## Machine Learning – So, Explain Yourself

We humans are not giving up without a fight. Though computers are clearly outthinking us, see AlphaGo for example, we aren’t listening.  Cynthia Rudin, my latest hero, describes the issue in this video. Humans need reasons. In the paper, A Bayesian Framework for Learning Rule Sets for Interpretable Classification. Journal of Machine Learning Research (JMLR), 2017 Tong Wang, Cynthia Rudin, Finale Doshi, Yimin Liu, Erica Klampfl, and Perry MacNeille,  she and her researchers devised a machine learning method that provides compact understandable rules that define specified success. This post is a report on my experiments with the accompanying program that was posted here on github.

I first used their tic-tac-toe example to get all the Python parts running. The output, as I found out, was a set of rules defining what a win looked like. Then I decided to see if the method could generate the rules of the game of  Set in the same way. Set is played with a deck of cards. Each card has a symbol or symbols having four characteristics – number, shape, color, and fill type, each with three different possibilities. A set is three cards that have either all different or all the same possibilities for all four characteristics. To make the resulting rules from the program a little easier to understand, I chose to do the simulation with just three characteristics called a, b and c with three possibilities 0, 1 or 2 for each.

After messing around with random deals for a while, I found that the proportion (4%) of natural hits was too low for the program to handle. In my struggle, since nothing seemed to be working, I had added logical summaries to the input data columns. In essence, I preprocessed the information. Each deal of three cards was now accompanied by six columns describing whether each of the characteristics were all the same or all different. This felt like cheating. Since I had known what I was looking for, I set up columns that summarized those exact traits. For a while, I experimented with just this summary information. I had started by using all permutations of the deals, then changed to just all combinations since the program did just as well without the redundancy. The four percent success rate was not enough for the program to learn the distinctions so I turned the problem on its head and defined hits as non-sets. This lead to a succinct set of rules arrived at quickly. There were the three rules for non-Sets, to quote, “(‘cAllDifferent_neg’, ‘cAllSame_neg’) (‘aAllDifferent_neg’, ‘aAllSame_neg’) (‘bAllDifferent_neg’, ‘bAllSame_neg’)”. This translates as characteristic c can’t have all different traits and characteristic c can’t have all the same traits or  characteristic a can’t have all different traits and characteristic a can’t have all the same traits or characteristic b can’t have all different traits and characteristic b can’t have all the same traits. This is exactly how a human might describe the game of Set’s rules. Next I added columns for the specific characteristics on each card. The program properly ignored the more detailed information and reverted to the summary information since they gave a more compact set of rules. Finally, I eliminated the summary rules. The list of rules was longer than it needed to be and had evident overlap. It was tricky to parse, i.e., explain to myself. Anyway my learning curve has flattened out. Now I want to explore real data.
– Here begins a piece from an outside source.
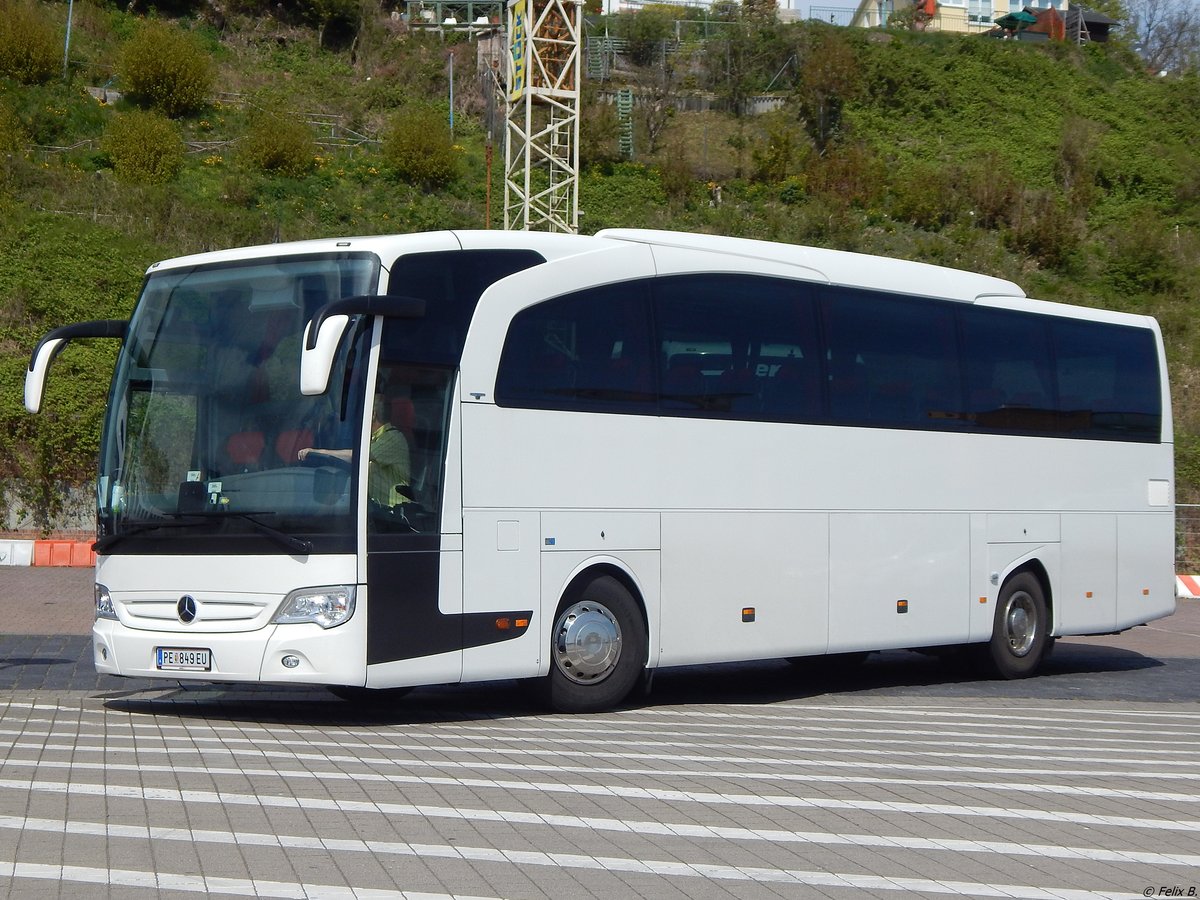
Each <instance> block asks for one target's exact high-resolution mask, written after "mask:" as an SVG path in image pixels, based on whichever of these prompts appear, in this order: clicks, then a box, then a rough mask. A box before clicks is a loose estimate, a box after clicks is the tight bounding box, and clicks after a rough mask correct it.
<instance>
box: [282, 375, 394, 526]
mask: <svg viewBox="0 0 1200 900" xmlns="http://www.w3.org/2000/svg"><path fill="white" fill-rule="evenodd" d="M386 403H388V401H386V400H385V398H384V396H383V395H382V394H377V395H376V398H374V403H372V404H371V456H370V461H371V466H370V467H368V468H367V497H368V498H370V499H372V500H373V502H374V503H378V504H379V505H380V506H398V505H400V504H402V503H408V500H409V498H408V497H406V496H404V493H402V492H401V490H400V488H403V487H408V484H409V481H408V479H409V472H410V462H409V452H408V438H406V437H404V434H403V432H402V431H401V430H400V428H397V427H396V426H394V425H391V424H390V422H389V421H388V418H386V412H385V410H386ZM310 455H317V456H329V457H332V458H335V460H342V461H343V462H352V461H353V458H354V451H353V450H349V449H346V450H322V449H319V448H314V446H306V448H301V450H300V451H299V452H298V454H296V456H298V457H299V458H300V460H301V461H304V460H306V458H308V456H310Z"/></svg>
This is in the works.

What have I learned? 1) The method of assigning added negation columns saves time and gives fewer, shorter rules. 2) Looking for rules that define non-hits is sometimes more efficient. 3) It is sometimes useful to preprocess the data into partial summary logical new columns. 4) Using someone else’s program without a understanding every line leaves a residue of uncertainty.

Also, a shout out to the Jupyter notebook system which made working with Python much easier and more organized. This type of notebook is particularly useful for the kind of casual experimenting that I did. Each time, I copied portions of the program’s run results and pasted them with some comments into a new HTML cell as documentation. The result was a crude narrative which I drew on for the above.